Web data and automotive industry
How public web data can help understand the current state of the industry and see trends.
The automotive industry, especially in Europe, is facing tumultuous times. Factories are closing to raise margins, and the complete transition to EVs is going slower than expected. These vehicles are still too expensive for the masses, and the infrastructure is not homogeneous across the continent. R&D expenses for EVs and stricter regulations on ICE (internal combustion engine) vehicles are pushing up prices, making sales plummet and raising used car prices. In addition to all this, new players, especially from China, are coming to the European market with good products and affordable prices.
Before proceeding, let me thank NetNut, the platinum partner of the month. They have prepared a juicy offer for you: up to 1 TB of web unblocker for free.
Given this complexity, web data can add more pieces to the puzzle analysts and managers have to solve, allowing them to make more informed decisions.
In this post, we’ll examine several use cases. Some examples and websites will be specific to the Italian market, but the approach applies to every country.
In particular, we’ll see the following use cases:
Monitoring Manufacturer Websites for Vehicle Availability and Dealers’ network
Scraping Used Car Listing Websites for Pricing and Demand Analysis
Analyzing EV Charger Data from Piattaforma Unica Nazionale (Italy’s EV charging platform)
Extracting Market Trends from UNRAE (Italian automotive sales statistics)
Scraping prices of new cars for market analysis
Each section highlights the use case, key data to collect, and tools/methodologies to implement the scraping and analysis. Let’s explore how data analysts in automotive can put web data to work.
1. Monitoring Manufacturer Websites for Vehicle Availability and Dealers’ network
During the first year of The Web Scraping Club, I wrote an article about scraping the Tesla website to create a dataset for alternative data, which is still valuable today.
The website remained the same, and the internal API we used is still available. With some basic requests, we can understand not only how many cars are available for sale in every zip code in the country but also the price of used models.
Tracking this API often enough can show us whether the availability of new cars ready to be sold is contracting or expanding. Combined with used car prices, this data can show the depreciation over time for every model.
Another interesting data we can scrape from manufacturer websites is the prices in different countries. Although some countries, like the USA, typically have different car configurations than Europe, it could be interesting to monitor the different prices around the world for the same model, especially in this period when tariffs seem to be the new buzzword.
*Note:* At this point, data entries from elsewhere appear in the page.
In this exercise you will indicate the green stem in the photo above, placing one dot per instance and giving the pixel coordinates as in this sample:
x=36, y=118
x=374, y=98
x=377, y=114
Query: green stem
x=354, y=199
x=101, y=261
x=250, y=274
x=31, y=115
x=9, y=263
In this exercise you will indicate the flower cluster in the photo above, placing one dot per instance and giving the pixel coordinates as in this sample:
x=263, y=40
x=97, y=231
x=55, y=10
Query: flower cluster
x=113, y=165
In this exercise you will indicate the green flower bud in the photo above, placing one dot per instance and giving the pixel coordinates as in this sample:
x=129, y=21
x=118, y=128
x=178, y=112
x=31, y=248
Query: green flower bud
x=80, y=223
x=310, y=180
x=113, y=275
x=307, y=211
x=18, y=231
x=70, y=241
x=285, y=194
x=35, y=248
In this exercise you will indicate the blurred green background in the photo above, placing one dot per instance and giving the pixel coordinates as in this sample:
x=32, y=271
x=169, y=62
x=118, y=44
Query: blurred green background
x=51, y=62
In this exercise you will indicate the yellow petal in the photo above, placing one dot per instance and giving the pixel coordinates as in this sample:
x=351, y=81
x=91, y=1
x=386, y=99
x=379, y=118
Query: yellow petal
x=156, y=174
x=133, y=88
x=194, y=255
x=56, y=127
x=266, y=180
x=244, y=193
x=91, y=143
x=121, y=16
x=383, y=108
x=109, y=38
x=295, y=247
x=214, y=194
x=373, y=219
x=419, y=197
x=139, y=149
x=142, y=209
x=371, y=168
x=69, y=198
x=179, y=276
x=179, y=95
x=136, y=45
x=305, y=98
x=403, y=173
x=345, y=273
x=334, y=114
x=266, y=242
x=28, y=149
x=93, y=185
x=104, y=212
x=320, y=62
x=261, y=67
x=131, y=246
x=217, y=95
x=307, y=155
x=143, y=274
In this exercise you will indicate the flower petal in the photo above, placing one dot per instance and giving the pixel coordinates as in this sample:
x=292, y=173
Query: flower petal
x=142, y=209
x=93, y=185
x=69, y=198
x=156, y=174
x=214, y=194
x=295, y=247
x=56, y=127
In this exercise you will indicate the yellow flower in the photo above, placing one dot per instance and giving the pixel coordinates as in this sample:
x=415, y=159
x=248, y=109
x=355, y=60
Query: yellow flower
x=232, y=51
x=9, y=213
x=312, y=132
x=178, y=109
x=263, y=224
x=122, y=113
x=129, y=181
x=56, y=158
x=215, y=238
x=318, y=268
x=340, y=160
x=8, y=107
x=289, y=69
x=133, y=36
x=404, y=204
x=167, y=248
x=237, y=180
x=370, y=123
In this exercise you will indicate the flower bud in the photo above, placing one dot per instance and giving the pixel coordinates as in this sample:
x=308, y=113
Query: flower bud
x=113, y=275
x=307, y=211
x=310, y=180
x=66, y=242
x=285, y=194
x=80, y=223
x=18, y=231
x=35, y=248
A third interesting use case is monitoring a manufacturer's dealer network per country. We mentioned the Chinese brands that are now entering the European market. BYD is one of them. Until some years ago, it was almost unknown in Italy. Today, its dealer network covers nearly every major city.
Monitoring dealer networks can help determine whether a brand is gaining traction in a country or losing its appeal.
Scraping every manufacturer’s website can be time-consuming, given their number and the fact that manufacturers have websites in different countries. This means creating many custom scrapers, but as we have seen, there’s a goldmine of information we can extract from them.
Thanks to the gold partners of the month: Smartproxy, Oxylabs, Massive and Scrapeless. They’re offering great deals to the community. Have a look yourself.
2. Scraping Car Listing Websites for Pricing and Demand Analysis
Luckily, there are listing websites specializing in used and new cars in almost every country. In Italy, for example, we have AutoScout24.
By scraping both used and new vehicles available, we can gather information about the prices for new models and their valuation decay over time. Measuring the number of cars on sale for a specific model after a few years, related to the number of vehicles sold for the same model, can also indicate how much people liked the car they bought.
Scraping these websites gives a great opportunity for understanding how the market is performing and the pricing dynamics for every brand, but it also has some cons.
The data quality of the listings is not uniform, and some additional work is required to get a structured and valuable dataset. Per each model of car, we may have several versions that have succeeded over the years, making it difficult to compare apples with apples.
By scraping both new and used car listings, the key attributes to get are:
Make and Model: The brand and specific model of the vehicle (e.g. Volkswagen Golf).
Year of manufacture: Model year or registration year, which affects value.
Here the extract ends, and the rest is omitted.